Pride and Prejudice, Chapter 11. This exchange between Elizabeth and Mr. Darcy comes after Caroline Bingley asserts that she could never tease or laugh at Darcy. She is suggesting that Darcy is socially and intellectually superior and above being laughed at. But Elizabeth is unimpressed by such superiority and laughs at the idea, saying that she dearly loves a laugh. The solemn Mr. Darcy declares that wise men may be made look ridiculous by someone who is a joker. Elizabeth counters by saying she laughs at life’s follies but would never ridicule anything wise or good. Underlying these witty exchanges that take place throughout the novel is a sexual tension between Darcy and Elizabeth. They are the sparks of a smouldering mutual interest that eventually will lead to love.

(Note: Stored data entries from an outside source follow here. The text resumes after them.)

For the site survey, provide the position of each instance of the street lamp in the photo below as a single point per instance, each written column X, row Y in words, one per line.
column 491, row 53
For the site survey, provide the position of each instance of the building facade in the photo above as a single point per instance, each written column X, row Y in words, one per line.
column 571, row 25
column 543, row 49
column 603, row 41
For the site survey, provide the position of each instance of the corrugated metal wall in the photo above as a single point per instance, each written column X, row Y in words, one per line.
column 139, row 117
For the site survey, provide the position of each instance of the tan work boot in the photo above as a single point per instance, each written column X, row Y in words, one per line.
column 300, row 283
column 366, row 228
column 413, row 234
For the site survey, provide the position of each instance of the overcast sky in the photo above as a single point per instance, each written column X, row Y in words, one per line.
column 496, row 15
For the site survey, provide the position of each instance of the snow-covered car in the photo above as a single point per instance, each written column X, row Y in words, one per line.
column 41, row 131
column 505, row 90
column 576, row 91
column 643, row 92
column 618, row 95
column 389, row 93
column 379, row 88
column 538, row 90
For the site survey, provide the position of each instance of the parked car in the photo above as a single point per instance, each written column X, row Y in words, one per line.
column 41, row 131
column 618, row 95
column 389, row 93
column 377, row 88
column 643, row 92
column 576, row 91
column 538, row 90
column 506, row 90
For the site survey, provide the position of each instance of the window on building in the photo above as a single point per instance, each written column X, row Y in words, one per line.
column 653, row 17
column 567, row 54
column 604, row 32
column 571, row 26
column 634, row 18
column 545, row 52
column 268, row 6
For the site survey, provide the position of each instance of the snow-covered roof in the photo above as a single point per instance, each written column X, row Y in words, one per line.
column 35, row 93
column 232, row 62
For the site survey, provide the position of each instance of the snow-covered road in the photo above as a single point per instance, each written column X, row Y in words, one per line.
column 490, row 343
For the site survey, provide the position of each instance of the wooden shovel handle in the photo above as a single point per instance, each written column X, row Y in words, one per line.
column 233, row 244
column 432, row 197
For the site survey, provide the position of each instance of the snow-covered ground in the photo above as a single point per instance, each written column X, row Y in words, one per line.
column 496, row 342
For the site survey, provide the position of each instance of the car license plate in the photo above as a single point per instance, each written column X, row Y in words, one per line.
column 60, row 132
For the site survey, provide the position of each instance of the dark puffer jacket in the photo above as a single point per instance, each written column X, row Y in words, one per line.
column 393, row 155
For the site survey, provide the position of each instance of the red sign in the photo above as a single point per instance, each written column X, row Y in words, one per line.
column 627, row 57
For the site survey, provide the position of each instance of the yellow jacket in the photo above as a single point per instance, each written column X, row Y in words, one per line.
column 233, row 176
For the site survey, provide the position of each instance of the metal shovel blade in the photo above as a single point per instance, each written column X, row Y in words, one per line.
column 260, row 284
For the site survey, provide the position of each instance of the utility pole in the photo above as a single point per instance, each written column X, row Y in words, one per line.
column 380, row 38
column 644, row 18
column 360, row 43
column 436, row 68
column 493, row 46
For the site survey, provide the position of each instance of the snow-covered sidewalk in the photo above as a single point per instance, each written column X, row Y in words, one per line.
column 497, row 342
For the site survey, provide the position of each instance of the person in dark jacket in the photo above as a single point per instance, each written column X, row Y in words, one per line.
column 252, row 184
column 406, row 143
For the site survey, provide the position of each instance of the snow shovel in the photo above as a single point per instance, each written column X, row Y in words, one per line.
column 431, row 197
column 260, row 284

My reasons for marrying are, first, that I think it a right thing for every clergyman in easy circumstances (like myself) to set the example of matrimony in his parish; secondly, that I am convinced that it will add very greatly to my happiness; and thirdly – which perhaps I ought to have mentioned earlier, that it is the particular advice and recommendation of the very noble lady whom I have the honour of calling patroness…she said, "Mr. Collins, you must marry. A clergyman like you must marry. Choose properly, choose a gentlewoman for my sake; and for your own, let her be an active, useful sort of person, not brought up high, but able to make a small income go a good way"…But the fact is, that being, as I am, to inherit this estate after the death of your honoured father (who, however, may live many years longer), I could not satisfy myself without resolving to choose a wife from among his daughters, that the loss to them might be as little as possible, when the melancholy event takes place – which, however, as I have already said, may not be for several years. This has been my motive, my fair cousin, and I flatter myself it will not sink me in your esteem. And now nothing remains for me but to assure you in the most animated language of the violence of my affection.

– Jane Austen

Pride and Prejudice, Chapter 19. Mr. Collins’s lack of self-awareness is astonishing as he corners an obviously uninterested Elizabeth to propose. Setting out his reasons for wanting to marry her, there is not one mention of love and it is mostly about why it would be good for him. He believes that he should marry because it sets a good example for a clergyman, it will add to his happiness, and Lady Catherine de Bourgh has told him to marry a "useful sort of person…able to make a small income go a good way." For good measure he also mentions that since he is to inherit Mr. Bennet’s estate, he would like to minimize the family’s loss by marrying one of his daughters. Finally with great irony he laughably assures Elizabeth of his "violence of my affection" for her. Austen is mocking Mr. Collins here. She is using him as a satirical figure to comment on loveless marriages, where people wed for all kinds of ridiculous reasons other than love.